If you live in a rural, area you may be experiencing problems with your broadband access.

“A company may have to run 10 miles of line to serve two or three customers, so it’s not profitable,” Hardeman County Mayor Jimmy Sain said. “So that’s what happens in the rural areas because we’re so spread out.”

Haslam introduced new legislation focusing on ways to create more reliable cable and internet services.
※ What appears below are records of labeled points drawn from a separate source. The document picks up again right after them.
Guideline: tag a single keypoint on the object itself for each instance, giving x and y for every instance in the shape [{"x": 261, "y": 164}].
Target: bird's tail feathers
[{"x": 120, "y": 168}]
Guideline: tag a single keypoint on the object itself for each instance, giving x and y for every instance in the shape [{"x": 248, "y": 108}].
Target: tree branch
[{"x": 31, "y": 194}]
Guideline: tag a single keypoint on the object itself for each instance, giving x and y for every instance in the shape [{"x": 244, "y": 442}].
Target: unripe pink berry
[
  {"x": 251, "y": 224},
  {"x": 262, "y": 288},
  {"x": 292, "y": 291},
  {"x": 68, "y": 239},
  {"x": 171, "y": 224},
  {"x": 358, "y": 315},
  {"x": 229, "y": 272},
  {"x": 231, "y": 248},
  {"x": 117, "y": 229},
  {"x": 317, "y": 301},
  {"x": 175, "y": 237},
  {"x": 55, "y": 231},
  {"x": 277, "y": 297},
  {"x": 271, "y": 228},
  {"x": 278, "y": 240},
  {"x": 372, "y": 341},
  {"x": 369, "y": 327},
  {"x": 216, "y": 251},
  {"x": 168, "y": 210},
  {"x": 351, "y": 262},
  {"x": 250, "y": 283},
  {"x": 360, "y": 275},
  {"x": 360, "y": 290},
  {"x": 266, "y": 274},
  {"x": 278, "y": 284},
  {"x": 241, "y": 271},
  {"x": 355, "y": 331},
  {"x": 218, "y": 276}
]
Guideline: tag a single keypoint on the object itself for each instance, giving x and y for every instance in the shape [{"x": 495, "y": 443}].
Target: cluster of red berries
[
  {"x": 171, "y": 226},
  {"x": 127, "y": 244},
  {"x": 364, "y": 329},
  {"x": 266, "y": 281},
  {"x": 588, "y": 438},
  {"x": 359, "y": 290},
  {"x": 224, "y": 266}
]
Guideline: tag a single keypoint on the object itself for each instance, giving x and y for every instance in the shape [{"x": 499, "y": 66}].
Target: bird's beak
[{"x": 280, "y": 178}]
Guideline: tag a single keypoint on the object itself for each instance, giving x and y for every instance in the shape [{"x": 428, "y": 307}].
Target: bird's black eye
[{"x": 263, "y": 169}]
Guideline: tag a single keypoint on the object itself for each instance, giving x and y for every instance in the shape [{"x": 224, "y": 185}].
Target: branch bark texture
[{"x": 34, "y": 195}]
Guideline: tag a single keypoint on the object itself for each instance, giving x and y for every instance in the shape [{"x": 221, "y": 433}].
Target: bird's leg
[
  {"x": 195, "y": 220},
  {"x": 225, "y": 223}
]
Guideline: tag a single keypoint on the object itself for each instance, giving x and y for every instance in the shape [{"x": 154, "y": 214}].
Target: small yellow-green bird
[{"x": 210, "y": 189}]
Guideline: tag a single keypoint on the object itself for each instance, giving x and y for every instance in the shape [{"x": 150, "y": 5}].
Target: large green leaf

With Hardeman County being the fifth largest county geographically in the state, some residents feel this is a necessity.

“It needs to improve dramatically,” resident Ryan Peters said. “It needs to improve even more because we still have people that live off grid at this current moment in harshly rural areas.”

Haslam’s proposal will not only benefit unserved homes and businesses in the area but also will impact local libraries.

“We have five libraries that are spread out throughout the county, so this initiative could really help us with some funding,” County Mayor Sain said.

During Haslam’s State of the State address Monday, he said more than 800,000 Tennesseans don’t have access to broadband. In Hardeman County, Sain said nearly half the residents are affected by it.

“My prayer is that some of our electric corporations or some company will come in with an incentive of the state and be willing to do that and make it profitable for that company so that we can get broadband,” Sain said.

Although Haslam’s legislation has not been approved, Hardeman County leaders said they’re proud the state is recognizing rural areas that need help.